The indictment was a society that ignored its own warnings and built a huge waterslide to impress the producers of a Travel Channel show, "Xtreme Waterparks," which featured the slide in one episode.
In this persecution, Schlitterbahn crashed engineers involved in all phases of its design to build a prototype without proper testing and opened the chute Englisch: www.moviesfilmonline.com / en / movies / oliver – twist Concerns over weight limits, authorities said to drivers of all ages. Henry, who was also one of the designers of the waterslide, voiced concerns before the foil opened, that he could be injured or killed, according to investigators.
"It's a seriously dangerous device today because of things we do not know," the indictment quoted him.
Mr. Henry and another water slide designer, John T. Schooley, were mentioned in the indictment of Mr. Miles last week, but Mr. Miles was the only person charged in this document. One of his lawyers, Tricia Bath, said on Sunday that Mr. Miles had denied the allegations of the state.
"Tyler not only rode the slide several times, but, as the state knows, he had also taken his wife on board on the day of the accident," Ms. Bath said in an e-mail. "These are not the actions of someone who thought the ride was dangerous."
Schlitterbahn Waterparks and Resorts, based in Texas, said it plans to challenge the lawsuits against the company and Mr. Henry.

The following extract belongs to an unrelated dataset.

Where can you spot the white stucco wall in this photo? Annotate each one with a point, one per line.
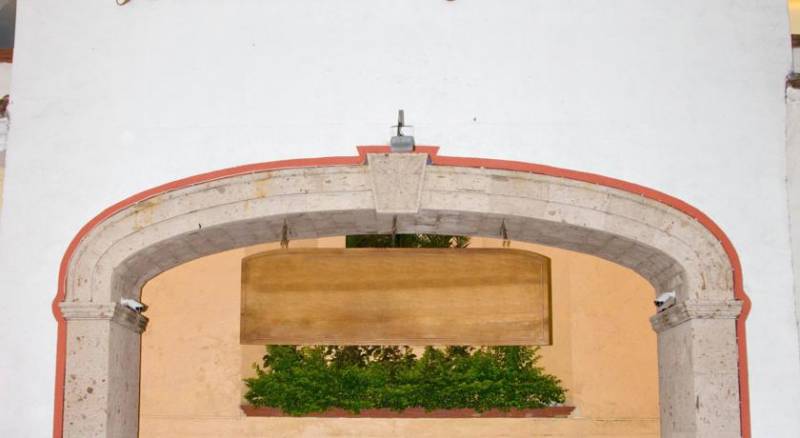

"Our employees have shown the highest commitment to safety since the opening of Schlitterbahn Kansas City, from training our lifeguards and dispatchers to ensuring that all trips are conducted to our rigorous protocols," states a statement.

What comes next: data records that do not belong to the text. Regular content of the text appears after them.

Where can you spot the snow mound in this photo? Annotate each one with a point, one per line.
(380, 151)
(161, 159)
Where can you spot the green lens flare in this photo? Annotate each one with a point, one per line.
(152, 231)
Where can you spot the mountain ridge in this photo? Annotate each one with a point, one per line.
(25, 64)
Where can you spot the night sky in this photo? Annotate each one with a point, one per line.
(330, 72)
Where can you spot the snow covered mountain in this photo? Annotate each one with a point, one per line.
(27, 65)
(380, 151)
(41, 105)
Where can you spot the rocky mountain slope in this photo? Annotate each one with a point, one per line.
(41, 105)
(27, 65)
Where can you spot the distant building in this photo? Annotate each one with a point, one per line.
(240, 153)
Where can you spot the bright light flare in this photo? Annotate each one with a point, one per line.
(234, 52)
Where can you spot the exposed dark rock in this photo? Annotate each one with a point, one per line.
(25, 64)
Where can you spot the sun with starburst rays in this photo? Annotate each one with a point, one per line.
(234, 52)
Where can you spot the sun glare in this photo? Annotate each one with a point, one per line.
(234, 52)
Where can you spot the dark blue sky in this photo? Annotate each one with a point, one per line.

In addition to the precipitous construction and construction phases of Crazy, the problems remained. It opened, the authorities said.
Investigators said park employees ignored serious issues: the passenger restraints were too weak and the rafts were poorly designed, tending to blow on the ridge and riding heads in dangerous proximity to the net and poles. Park officials "obviously ignored" a warning from a consultant that the trip was unsafe, the indictment said.
When the investigators investigated the boy's death, Caleb Schwab, in August 2016, Mr. Miles, the then manager or destroyed documents on injuries sustained by riders, hid in the indictment.
Caleb's family received a settlement of nearly $ 20 million last year from Schlitterbahn and other companies involved in the slide, The Kansas City Star reported. Caleb was the son of Scott Schwab, a member of the Kansas House of Representatives.
Two other people who were in Caleb's raft – Hannah Barnes and Matraca Baetz, sisters who had suffered facial injuries and broken bones – also received settlements from the park
Some drivers who were injured complained of neck pain and bruises, while others had more severe injuries, including concussions and fractures.
Two days before Caleb's death, another driver, Donald Slaughter, was 42 years old. was in a raft hovering on the second hill in the air, which made his head bump, the indictment said. Almost two years later, Mr. Slaughter is in pain and struggling for daily activities, he told investigators.